American artist and sculptor (b. 1942)

Barry Tinsley (born 1942) is an American artist known for large-scale abstract pieces sculpted in stone, steel, and bronze. Tinsley became active in the Chicago area in the 1970s and received commissions under several civic and state art-in-architecture programs.

==Early life and education==
Tinsley grew up in Roanoke, Virginia where his father was a maintenance worker for Norfolk and Western Railway. Tinsley became interested in steel as a medium while watching his father at work, maintaining the rails. He went on to earn a bachelor’s degree from the College of William & Mary, and then completed an MFA at the University of Iowa in 1968.

==Career and style==
After completing his graduate education, Tinsley established an artist studio in Chicago. His sculptures are fabricated in industrial materials, especially COR-TEN (weathering) steel, which he often combines with stone or concrete.
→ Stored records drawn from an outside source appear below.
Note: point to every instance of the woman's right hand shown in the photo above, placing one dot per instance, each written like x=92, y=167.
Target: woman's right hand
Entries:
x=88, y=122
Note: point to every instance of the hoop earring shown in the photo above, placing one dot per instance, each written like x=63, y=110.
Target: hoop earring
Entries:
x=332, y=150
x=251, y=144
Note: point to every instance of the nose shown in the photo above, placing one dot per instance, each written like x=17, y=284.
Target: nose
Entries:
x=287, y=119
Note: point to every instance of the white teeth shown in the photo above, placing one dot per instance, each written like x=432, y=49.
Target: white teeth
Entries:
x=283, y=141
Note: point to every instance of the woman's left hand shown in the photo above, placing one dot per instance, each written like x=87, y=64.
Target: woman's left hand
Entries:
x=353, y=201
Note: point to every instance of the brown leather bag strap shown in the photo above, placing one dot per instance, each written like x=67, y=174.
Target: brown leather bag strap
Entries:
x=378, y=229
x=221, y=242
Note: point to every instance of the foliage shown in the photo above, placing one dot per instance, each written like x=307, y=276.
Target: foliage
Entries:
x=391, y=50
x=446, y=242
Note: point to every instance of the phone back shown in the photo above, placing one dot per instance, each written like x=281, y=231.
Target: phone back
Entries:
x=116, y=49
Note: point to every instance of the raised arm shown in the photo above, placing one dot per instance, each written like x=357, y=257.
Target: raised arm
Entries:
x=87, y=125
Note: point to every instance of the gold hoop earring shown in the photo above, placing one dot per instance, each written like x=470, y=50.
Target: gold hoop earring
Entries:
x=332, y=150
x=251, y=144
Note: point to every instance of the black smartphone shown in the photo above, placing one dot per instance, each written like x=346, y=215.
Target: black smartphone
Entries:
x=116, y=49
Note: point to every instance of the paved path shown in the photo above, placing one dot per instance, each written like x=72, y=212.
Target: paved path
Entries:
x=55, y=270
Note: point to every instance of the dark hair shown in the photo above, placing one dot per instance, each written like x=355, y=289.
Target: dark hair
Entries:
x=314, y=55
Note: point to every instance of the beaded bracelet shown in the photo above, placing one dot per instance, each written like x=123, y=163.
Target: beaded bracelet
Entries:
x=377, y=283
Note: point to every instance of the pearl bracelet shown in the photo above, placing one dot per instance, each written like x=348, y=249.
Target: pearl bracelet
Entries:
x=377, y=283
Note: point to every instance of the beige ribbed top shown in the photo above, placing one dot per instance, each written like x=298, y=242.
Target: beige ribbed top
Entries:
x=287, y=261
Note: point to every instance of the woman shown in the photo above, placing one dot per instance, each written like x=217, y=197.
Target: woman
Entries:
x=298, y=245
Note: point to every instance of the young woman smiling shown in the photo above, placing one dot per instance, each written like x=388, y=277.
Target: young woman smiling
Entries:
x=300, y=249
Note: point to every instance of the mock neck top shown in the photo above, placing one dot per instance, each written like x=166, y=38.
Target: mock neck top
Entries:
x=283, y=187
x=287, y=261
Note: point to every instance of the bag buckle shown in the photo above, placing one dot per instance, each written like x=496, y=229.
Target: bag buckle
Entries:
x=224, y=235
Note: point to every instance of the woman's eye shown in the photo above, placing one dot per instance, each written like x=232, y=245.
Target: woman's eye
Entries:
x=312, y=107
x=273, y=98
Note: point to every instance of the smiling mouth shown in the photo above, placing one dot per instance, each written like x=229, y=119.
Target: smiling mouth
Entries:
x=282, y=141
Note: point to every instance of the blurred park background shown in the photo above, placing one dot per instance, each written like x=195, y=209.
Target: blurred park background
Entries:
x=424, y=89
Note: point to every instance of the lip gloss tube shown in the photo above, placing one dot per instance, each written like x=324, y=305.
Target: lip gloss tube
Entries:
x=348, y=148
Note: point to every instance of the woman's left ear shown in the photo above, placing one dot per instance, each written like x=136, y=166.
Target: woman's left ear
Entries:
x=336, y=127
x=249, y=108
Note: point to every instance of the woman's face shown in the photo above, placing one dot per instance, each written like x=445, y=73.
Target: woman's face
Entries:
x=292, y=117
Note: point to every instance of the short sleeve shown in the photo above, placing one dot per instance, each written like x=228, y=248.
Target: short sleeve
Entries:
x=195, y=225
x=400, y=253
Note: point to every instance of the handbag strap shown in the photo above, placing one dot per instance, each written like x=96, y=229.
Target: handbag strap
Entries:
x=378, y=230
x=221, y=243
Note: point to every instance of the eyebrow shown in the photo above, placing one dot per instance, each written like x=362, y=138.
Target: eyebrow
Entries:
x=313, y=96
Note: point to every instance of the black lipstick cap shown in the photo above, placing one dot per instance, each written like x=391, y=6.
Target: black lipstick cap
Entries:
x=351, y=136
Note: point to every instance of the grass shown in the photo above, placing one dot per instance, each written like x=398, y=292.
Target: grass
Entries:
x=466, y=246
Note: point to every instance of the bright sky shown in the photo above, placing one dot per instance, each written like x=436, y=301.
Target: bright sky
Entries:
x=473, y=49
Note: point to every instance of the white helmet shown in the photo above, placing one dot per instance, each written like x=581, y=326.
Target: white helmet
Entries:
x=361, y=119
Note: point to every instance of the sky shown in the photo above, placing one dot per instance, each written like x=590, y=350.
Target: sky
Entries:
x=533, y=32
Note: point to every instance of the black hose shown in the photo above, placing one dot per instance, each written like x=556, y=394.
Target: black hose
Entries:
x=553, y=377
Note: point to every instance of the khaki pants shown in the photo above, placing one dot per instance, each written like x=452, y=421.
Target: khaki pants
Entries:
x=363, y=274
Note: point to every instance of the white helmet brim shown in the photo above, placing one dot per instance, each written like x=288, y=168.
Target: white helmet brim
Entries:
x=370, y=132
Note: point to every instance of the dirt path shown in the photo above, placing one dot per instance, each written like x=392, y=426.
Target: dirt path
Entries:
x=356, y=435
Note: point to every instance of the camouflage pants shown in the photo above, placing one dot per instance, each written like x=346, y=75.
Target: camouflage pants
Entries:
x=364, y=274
His sculptures are predominantly abstract, and integrated with the surrounding architectural or landscape settings.

His notable sculptures include Jetty, fabricated in weathering steel in 1980 for the City of Chicago’s Percent-for-Art collection, and Aqua, a bronze-and-granite sculpture constructed in 1998 at Illinois State University. Some of Tinsley’s other works are held by the Smithsonian American Art Museum and other public collections.

His commissioned pieces also include projects for Dayton Hudson Properties, which later became Target Corporation).

Tinsely was one of the founding members of Chicago Sculpture International, a non-profit that advocates for public sculpture in the region.

==Selected public works==
- Jetty (1980), Cor-Ten steel; installed at the 24th District Police Station, 6464 N. Clark St., Chicago; commissioned under the City of Chicago Percent-for-Art program.
- Untitled (1974), steel; Illinois State University campus (between the Center for Visual Arts and Centennial West), a tribute to former student Janice Louise Moorhous (1952–1972).
- Aqua (1998), bronze and granite; Illinois State University Science Laboratory Building, a triangular sculpture referencing the alchemical symbol for water; commissioned via the State of Illinois Art-in-Architecture program.
- Red Earth (1980), welded Cor-Ten steel and concrete; Smithsonian American Art Museum (relief, 17 5⁄8 × 28 × 4 7⁄8 in.).

==Legacy and affiliations==
Tinsley is associated with the development of late-20th-century abstract public sculpture in the Midwest as well as with civic art initiatives in Chicago.